Here’s a quick consumer / producer example using Neutron. Note: both are fully asynchronous.

import scala.concurrent.duration._

import cats.effect._
import cats.implicits._
import fs2.Stream

import cr.pulsar._
import cr.pulsar.schema.utf8._

object Demo extends IOApp {

  val config = Config.Builder.default

  val topic  =
    Topic.Builder
      .withName("my-topic")
      .withConfig(config)
      .withType(Topic.Type.NonPersistent)
      .build

  val subs =
    Subscription.Builder
      .withName("my-sub")
      .withType(Subscription.Type.Shared)
      .build

  val resources: Resource[IO, (Consumer[IO, String], Producer[IO, String])] =
    for {
      pulsar   <- Pulsar.make[IO](config.url)
      consumer <- Consumer.make[IO, String](pulsar, topic, subs)
      producer <- Producer.make[IO, String](pulsar, topic)
    } yield (consumer, producer)

  def run(args: List[String]): IO[ExitCode] =
    Stream
      .resource(resources)
      .flatMap {
        case (consumer, producer) =>
          val consume =
            consumer
              .subscribe
              .evalMap(m => IO(println(m.payload)) >> consumer.ack(m.id))

          val produce =
            Stream
              .emit("test data")
              .covary[IO]
              .metered(3.seconds)
              .evalMap(producer.send_(_))

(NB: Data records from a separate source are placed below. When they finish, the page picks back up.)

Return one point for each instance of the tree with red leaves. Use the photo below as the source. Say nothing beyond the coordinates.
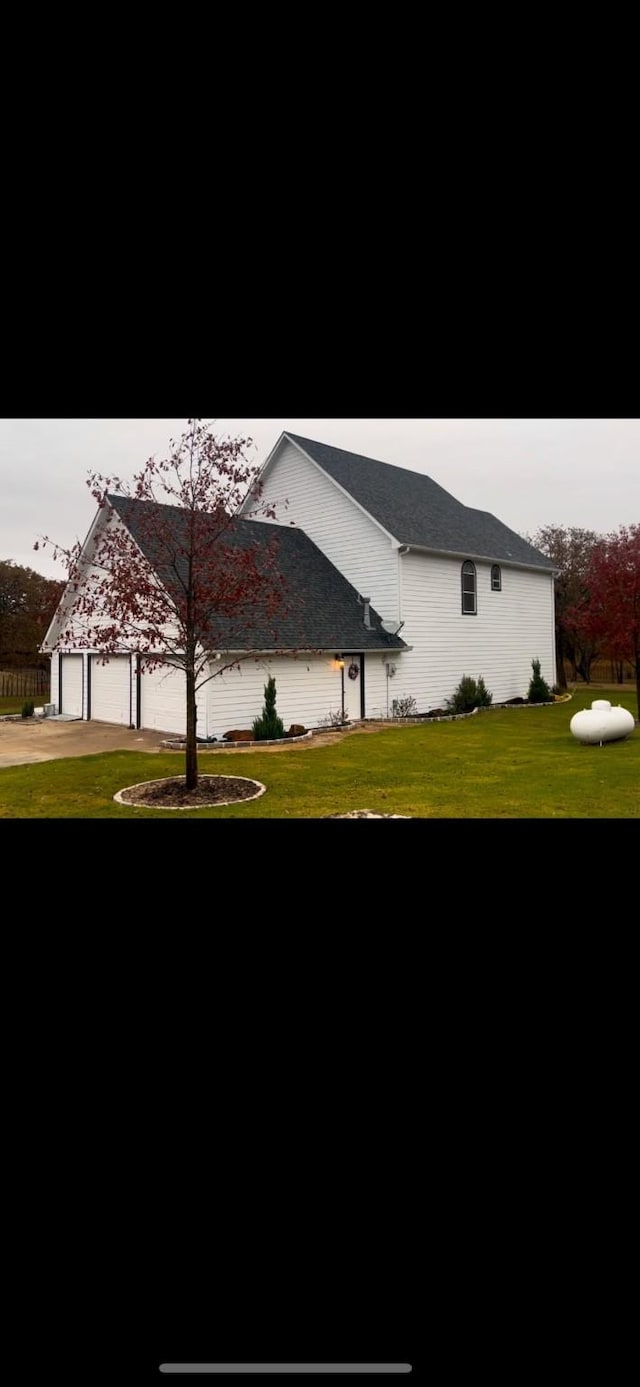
(611, 610)
(172, 574)
(569, 549)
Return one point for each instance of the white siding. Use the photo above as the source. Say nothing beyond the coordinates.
(378, 685)
(336, 524)
(54, 695)
(511, 629)
(307, 691)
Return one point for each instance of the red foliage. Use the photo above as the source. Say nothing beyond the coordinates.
(192, 580)
(611, 608)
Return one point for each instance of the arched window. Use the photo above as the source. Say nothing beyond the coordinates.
(469, 605)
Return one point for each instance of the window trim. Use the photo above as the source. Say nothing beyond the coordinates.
(469, 572)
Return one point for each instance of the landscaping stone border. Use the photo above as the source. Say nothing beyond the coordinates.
(192, 809)
(456, 717)
(225, 746)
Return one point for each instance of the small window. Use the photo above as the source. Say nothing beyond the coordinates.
(469, 588)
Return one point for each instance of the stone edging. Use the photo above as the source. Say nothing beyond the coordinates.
(225, 746)
(456, 717)
(178, 809)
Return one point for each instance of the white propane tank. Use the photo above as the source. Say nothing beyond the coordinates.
(601, 723)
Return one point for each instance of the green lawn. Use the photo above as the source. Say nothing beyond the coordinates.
(521, 763)
(14, 705)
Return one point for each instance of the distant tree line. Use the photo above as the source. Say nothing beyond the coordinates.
(28, 602)
(597, 598)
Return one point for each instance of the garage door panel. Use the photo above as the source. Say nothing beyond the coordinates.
(71, 684)
(163, 699)
(111, 691)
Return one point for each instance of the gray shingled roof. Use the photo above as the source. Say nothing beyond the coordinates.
(322, 609)
(414, 509)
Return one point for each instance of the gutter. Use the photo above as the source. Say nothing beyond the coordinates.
(465, 554)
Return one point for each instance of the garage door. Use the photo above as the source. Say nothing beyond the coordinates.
(71, 684)
(110, 691)
(163, 699)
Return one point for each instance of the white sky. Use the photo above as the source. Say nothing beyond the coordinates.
(528, 472)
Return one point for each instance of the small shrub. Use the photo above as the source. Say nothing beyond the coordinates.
(539, 690)
(468, 695)
(332, 720)
(268, 727)
(404, 708)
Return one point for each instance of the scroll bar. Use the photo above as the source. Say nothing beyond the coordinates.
(285, 1368)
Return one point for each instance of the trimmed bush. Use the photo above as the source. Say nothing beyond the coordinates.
(468, 695)
(404, 708)
(539, 690)
(268, 727)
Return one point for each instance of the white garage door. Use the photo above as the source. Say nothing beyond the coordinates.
(163, 699)
(71, 684)
(111, 690)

          consume.concurrently(produce)
      }.compile.drain.as(ExitCode.Success)

}

Schema

As of version 0.0.6, Neutron ships with support for Pulsar Schema. The simplest way to get started is to use the given UTF-8 encoding, which makes use of the native Schema.BYTES.

import cr.pulsar.schema.Schema
import cr.pulsar.schema.utf8._

val schema = Schema[String] // summon instance

This brings into scope an Schema[String] instance, required to initialize consumers and producers. There’s also a default instance Schema[A], for any cats.Inject[A, Array[Byte]] instance (based on Schema.BYTES as well).

At Chatroulette, we use JSON-serialised data for which we derive a Schema.JSON based on Circe codecs and Avro schemas. Those interested in doing the same can leverage the Circe integration by adding the neutron-circe dependency.

ℹ️ When using schemas, prefer to create the producer(s) before the consumer(s) for fail-fast semantics.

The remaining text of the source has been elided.